[SOLVED] What is the best way to call a rendering function (and game logic) for a game?

  • Hi every one!
    I have started on a small game and have a question about controlling the QCoreApplication::postEvent (and QEvent(QEvent::UpdateRequest I guess). My game runs at 60 frames per second on my desktop computer. It seems that Qt automatically runs the render function at the same frequency as my screen. But on my laptop where I have my graphicscard diseable by default and have to run my game through the "optirun" program (https://wiki.ubuntu.com/Bumblebee) to use it, the game runs at ~320 fps.
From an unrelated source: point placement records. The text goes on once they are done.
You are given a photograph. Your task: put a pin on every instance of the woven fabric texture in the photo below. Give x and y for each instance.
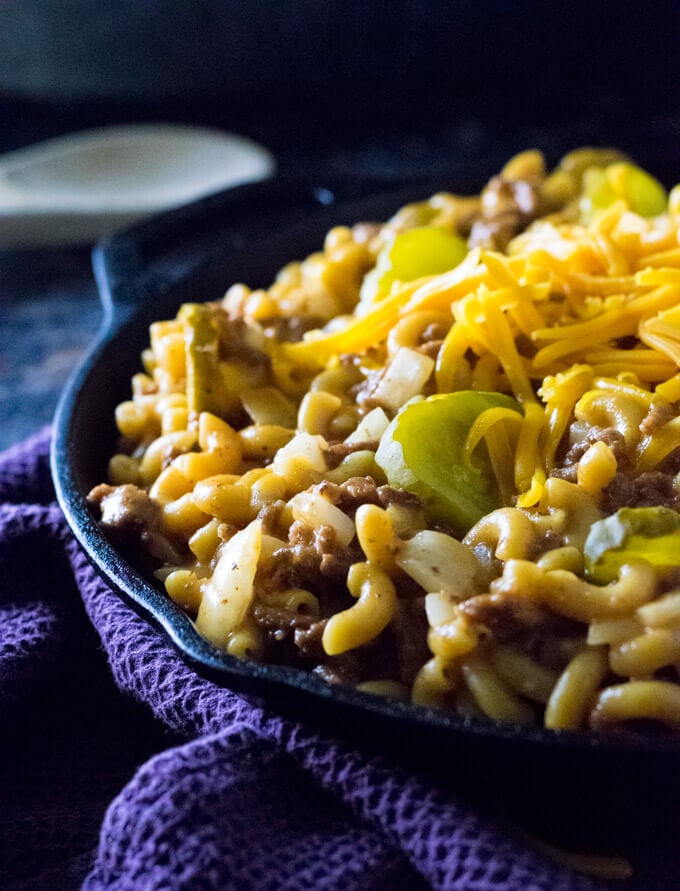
(233, 796)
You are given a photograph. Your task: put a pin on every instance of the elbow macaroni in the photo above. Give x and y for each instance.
(295, 548)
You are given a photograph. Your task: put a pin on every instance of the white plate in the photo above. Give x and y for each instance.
(76, 188)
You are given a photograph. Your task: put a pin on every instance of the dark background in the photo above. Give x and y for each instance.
(385, 91)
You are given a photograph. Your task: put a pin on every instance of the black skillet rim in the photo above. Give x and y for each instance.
(156, 607)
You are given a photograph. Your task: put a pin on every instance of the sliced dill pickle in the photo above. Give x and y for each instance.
(423, 452)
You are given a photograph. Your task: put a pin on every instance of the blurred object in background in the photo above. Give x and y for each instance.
(383, 89)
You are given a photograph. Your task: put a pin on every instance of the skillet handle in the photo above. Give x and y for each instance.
(151, 257)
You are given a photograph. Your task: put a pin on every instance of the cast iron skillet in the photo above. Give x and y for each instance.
(584, 782)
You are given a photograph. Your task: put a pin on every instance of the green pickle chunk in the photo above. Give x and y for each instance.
(422, 451)
(633, 534)
(202, 348)
(426, 250)
(621, 182)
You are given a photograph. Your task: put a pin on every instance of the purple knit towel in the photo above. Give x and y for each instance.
(241, 798)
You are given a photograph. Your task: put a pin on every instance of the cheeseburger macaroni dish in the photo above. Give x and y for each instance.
(440, 458)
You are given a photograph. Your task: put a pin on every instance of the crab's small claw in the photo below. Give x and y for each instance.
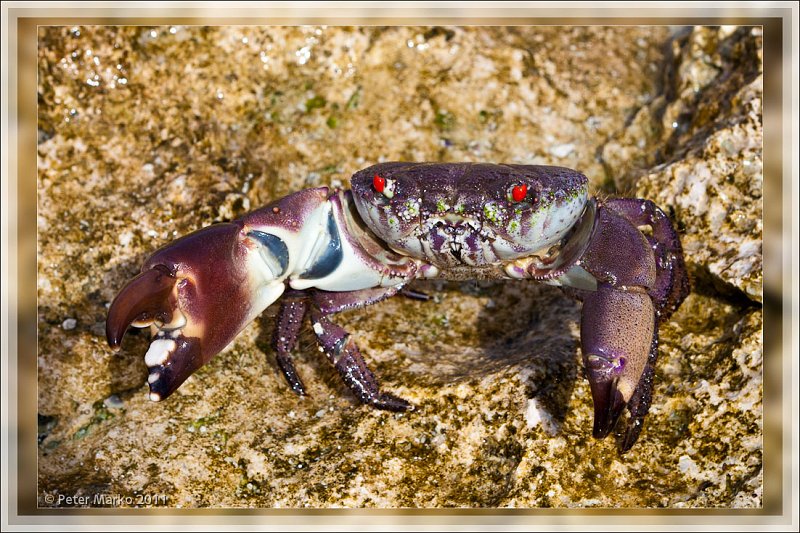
(617, 331)
(198, 292)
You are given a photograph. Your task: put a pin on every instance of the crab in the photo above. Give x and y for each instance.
(321, 251)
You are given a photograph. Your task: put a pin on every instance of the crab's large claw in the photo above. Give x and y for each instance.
(617, 332)
(198, 292)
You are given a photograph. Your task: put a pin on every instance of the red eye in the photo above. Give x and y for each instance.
(379, 183)
(519, 192)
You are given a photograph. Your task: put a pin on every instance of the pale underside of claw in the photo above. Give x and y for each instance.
(147, 298)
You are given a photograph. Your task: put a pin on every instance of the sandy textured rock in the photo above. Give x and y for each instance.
(697, 148)
(148, 133)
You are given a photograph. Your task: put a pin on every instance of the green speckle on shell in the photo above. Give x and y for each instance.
(491, 212)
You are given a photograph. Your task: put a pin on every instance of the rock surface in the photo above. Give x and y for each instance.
(148, 133)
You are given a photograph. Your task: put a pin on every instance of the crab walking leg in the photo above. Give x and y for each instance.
(617, 334)
(284, 339)
(342, 351)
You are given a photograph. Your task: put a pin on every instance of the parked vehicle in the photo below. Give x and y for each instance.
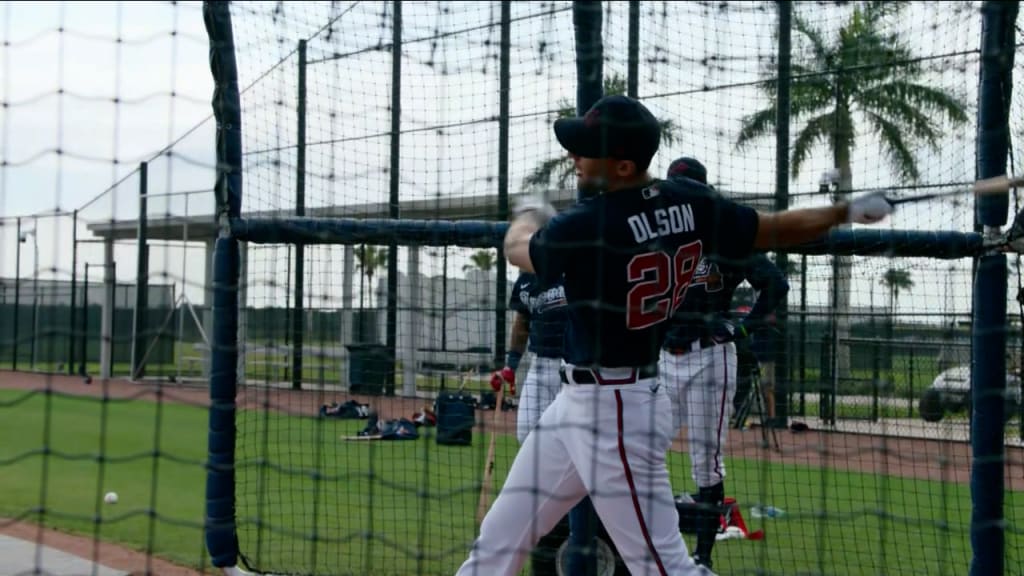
(950, 392)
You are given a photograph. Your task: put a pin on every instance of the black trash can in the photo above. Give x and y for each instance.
(371, 369)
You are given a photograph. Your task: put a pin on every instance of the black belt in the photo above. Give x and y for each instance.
(588, 376)
(693, 345)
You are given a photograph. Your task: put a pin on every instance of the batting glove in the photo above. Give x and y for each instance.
(723, 331)
(540, 209)
(868, 209)
(503, 376)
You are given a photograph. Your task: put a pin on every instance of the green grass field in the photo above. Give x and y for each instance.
(418, 499)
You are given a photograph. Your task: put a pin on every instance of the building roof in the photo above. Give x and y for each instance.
(484, 207)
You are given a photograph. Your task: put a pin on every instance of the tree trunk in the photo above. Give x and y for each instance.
(843, 268)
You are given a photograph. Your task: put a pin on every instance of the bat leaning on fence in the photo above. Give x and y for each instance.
(488, 464)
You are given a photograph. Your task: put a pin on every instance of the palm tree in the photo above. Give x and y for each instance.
(896, 280)
(560, 169)
(861, 81)
(370, 258)
(482, 260)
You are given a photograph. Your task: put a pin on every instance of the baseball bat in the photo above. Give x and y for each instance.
(997, 184)
(488, 464)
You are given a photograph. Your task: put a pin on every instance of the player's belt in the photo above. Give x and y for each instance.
(694, 345)
(579, 375)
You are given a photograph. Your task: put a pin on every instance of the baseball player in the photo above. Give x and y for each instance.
(698, 362)
(539, 321)
(539, 328)
(626, 255)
    Since I have placed my "game logic" in the render function this makes the game run much faster on the laptop, which is a problem. I understand that I could use a Qtimer to make the rendering function execute at a fixed frame rate, but then what happens if the rendering function is not completed before next rendering event occurs? Will it queue up and eventually crash my program?

    Maybe I should move out the game logic into a separate function which is controlled by a Qtimer at a fixed frequency. But then I will have the same problem with event queueing up if the function is not finished before next event occurs? Also, if I choose to separate game logic and rendering, does Qt guarantee that render and the two are not executed simultaneously and create race conditions?

    Also, I think is unnecessary that my laptop render 320 fps, since the screen is updated at 50 Hz. How do I solve this?


    Should have game logic inside the render function? If not, what about race conditions between logic and rendering functions/events?

    Should I use my current method to execute the render function, or should I use a Qtimer? If I use the current method, how should I make my laptop to not render 320 fps? Maybe this have to do with my drivers and not Qt.

    Does Qtimer queue up events if they are not finished before next events occurs?

    I run Ubuntu 12.04 on my desktop, and 13.10 on my laptop. Both has Qt 5.2 installed.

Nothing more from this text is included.